J Sainsbury opted to issue a £250m convertible hybrid bond alongside its well-flagged corporate hybrid on Thursday, in a bid to lower overall funding costs in a relatively untested sterling market.

One investor who attended the London leg of the roadshow, said price talk for a £500m size on the hybrid was coming with a 7% handle, and bankers away from the deal said the unrated sterling hybrid sector remains a risk for larger benchmark sizes.

“There was some uncertainty around the price at the full £500m mark, and Sainsbury’s are familiar with the convertible market. It was clear that pricing was going to be more favourable this way,” a lead on the deal said.

Mixing it up

After wrapping up the last of its meetings on Wednesday in Edinburgh, Sainsbury followed up on Thursday morning to start marketing an expected £250m perpetual non-call five hybrid at 6.75%.

“The 6.75% yield is a bit skimpy, so we’ll be passing. But I suspect they have enough real money buyers to jam this into. I would be surprised if it trades well in secondary,” one investor said.

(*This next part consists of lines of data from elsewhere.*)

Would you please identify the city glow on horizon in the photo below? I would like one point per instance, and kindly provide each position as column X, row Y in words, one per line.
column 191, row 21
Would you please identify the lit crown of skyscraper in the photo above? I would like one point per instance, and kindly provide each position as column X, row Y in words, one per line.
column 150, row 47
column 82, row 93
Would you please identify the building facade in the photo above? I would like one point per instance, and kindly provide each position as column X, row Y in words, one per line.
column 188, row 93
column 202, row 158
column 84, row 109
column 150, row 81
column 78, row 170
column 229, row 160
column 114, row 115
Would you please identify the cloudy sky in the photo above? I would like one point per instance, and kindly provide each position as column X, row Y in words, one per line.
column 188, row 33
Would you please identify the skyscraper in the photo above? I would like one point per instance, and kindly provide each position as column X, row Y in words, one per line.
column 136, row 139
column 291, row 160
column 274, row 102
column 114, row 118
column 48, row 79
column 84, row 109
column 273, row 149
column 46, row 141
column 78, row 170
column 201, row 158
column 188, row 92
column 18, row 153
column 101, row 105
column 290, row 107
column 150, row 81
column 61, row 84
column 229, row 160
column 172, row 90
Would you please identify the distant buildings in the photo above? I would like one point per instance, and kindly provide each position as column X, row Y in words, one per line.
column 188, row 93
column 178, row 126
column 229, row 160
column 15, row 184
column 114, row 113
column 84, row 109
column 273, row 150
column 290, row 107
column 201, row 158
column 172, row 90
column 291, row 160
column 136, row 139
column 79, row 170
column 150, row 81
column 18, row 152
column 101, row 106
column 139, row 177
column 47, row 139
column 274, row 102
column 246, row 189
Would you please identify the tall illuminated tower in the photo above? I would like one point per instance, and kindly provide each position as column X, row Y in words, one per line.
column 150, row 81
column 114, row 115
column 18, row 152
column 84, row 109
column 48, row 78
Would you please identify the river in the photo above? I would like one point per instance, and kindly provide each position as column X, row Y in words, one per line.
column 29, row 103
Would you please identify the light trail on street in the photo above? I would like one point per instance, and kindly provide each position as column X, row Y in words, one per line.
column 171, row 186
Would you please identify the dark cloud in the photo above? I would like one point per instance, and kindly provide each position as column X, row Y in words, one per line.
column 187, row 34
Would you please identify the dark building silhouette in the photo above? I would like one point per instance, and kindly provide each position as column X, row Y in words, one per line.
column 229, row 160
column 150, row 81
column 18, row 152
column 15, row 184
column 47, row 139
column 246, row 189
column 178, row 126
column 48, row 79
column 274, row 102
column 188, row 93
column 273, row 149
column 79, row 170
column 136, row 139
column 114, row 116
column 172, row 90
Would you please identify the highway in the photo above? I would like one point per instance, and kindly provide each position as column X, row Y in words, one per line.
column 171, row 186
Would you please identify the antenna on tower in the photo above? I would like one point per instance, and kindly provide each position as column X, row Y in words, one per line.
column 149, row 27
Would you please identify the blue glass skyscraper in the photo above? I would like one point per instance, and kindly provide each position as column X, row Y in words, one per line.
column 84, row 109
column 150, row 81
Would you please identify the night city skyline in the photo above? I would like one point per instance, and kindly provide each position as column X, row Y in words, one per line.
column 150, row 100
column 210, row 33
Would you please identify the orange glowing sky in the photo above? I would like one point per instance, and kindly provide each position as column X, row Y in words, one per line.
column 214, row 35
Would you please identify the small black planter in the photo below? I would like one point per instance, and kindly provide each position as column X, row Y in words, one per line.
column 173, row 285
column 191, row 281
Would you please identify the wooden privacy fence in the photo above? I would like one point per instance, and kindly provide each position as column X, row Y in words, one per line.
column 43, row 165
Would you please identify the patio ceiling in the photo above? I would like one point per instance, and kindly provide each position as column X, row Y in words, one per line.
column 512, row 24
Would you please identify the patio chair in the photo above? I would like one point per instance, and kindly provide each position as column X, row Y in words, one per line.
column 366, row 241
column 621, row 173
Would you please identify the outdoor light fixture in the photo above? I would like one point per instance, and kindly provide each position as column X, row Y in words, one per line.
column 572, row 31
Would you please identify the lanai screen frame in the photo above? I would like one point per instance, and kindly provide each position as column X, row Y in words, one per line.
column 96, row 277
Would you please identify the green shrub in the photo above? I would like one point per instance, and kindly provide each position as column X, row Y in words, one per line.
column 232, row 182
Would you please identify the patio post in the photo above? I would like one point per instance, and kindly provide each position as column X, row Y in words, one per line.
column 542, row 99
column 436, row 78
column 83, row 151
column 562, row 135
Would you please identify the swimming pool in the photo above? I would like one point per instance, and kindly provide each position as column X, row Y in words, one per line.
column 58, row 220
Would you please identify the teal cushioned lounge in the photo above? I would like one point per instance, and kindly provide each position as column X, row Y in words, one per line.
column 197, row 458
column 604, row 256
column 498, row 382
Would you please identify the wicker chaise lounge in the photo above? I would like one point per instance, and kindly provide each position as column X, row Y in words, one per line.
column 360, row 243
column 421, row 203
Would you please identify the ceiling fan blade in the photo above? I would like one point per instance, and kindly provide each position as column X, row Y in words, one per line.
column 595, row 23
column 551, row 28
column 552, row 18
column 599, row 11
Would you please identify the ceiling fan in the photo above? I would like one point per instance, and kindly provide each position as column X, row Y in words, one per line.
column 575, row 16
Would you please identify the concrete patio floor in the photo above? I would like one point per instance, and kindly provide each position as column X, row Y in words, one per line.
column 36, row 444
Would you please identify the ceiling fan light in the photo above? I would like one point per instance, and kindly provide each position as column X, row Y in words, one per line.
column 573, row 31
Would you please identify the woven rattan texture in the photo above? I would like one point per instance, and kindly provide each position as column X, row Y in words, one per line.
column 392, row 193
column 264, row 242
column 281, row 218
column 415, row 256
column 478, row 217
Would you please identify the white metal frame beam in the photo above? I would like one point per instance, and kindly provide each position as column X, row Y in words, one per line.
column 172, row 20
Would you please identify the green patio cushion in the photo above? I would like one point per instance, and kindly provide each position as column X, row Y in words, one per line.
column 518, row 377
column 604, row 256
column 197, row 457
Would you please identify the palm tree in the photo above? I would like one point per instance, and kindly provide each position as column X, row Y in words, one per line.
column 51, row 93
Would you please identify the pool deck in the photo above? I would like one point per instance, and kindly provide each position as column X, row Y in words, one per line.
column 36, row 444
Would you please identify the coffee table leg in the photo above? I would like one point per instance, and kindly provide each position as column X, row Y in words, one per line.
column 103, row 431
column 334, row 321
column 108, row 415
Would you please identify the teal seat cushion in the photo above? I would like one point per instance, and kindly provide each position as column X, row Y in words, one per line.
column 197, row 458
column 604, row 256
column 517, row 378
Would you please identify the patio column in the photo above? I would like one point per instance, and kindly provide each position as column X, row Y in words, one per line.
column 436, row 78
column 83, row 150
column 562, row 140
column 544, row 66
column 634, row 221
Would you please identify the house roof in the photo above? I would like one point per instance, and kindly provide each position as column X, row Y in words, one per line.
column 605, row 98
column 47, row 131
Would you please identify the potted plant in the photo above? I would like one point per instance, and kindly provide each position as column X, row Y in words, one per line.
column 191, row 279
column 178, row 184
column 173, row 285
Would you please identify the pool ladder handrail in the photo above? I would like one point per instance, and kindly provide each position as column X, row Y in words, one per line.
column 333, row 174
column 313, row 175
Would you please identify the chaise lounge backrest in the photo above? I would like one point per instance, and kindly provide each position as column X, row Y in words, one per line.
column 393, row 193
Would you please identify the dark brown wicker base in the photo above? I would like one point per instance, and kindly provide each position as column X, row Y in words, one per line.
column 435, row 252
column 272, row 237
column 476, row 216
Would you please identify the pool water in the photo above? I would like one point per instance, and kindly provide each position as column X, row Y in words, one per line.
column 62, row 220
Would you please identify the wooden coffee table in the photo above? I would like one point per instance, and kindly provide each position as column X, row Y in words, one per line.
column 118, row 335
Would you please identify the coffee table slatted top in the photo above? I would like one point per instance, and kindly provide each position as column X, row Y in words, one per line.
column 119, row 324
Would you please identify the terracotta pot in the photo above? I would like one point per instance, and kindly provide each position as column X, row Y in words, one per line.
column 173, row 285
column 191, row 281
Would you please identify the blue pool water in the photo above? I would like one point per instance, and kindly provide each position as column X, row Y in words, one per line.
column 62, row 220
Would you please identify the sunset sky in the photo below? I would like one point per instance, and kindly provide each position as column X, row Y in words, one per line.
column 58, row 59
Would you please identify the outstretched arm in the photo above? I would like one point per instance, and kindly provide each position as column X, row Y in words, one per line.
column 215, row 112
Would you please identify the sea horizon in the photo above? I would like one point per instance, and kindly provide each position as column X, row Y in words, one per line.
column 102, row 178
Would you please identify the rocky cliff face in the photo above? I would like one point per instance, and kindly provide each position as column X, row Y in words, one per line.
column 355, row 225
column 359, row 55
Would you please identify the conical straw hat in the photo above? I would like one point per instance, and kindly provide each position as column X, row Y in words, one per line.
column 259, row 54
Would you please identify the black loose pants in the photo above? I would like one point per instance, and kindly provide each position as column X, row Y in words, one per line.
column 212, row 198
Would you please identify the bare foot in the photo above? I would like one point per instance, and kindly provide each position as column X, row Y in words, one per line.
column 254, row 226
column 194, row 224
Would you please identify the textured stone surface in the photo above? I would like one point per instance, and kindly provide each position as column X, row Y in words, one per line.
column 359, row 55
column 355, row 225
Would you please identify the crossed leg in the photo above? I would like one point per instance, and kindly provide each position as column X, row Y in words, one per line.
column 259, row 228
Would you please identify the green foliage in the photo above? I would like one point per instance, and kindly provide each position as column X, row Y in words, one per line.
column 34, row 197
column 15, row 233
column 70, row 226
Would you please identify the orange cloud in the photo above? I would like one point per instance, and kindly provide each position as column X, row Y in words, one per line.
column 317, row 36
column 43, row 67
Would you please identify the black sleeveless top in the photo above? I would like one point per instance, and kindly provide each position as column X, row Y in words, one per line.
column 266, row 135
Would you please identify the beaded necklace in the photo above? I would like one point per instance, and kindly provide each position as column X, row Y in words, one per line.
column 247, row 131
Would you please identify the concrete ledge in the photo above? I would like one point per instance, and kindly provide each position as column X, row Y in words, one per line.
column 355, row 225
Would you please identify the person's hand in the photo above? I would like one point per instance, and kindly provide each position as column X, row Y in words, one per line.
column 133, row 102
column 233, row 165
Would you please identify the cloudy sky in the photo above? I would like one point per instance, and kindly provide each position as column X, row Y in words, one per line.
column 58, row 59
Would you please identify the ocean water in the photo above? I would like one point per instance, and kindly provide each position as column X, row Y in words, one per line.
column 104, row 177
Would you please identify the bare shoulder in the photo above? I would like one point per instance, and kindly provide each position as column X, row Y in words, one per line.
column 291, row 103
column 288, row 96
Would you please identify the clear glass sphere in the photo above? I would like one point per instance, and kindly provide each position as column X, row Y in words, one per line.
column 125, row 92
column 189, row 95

Leads Deutsche Bank, Morgan Stanley and UBS later released guidance at 6.625% area on the back of a £900m order book, and followed this up with final terms of 6.5% on demand of £1.2bn.

The proceeds will address at least £250m of Sainsbury’s pension fund deficit, while the shortfall stood at £651m, according to the company’s preliminary results released on May 6.

Concurrently, Sainsbury launched a £250m perpetual subordinated convertible offering a coupon at a fraction of its other deal, at 2.5%–3%.

The conversion price will be set at a 30%–35% premium to the VWAP of the stock during bookbuilding.

The bonds are convertible until July 2021 when the coupon will also change to match that on the hybrids being issued today. And in six years time the supermarket will see the bonds in effect merge into £500m of matching hybrids.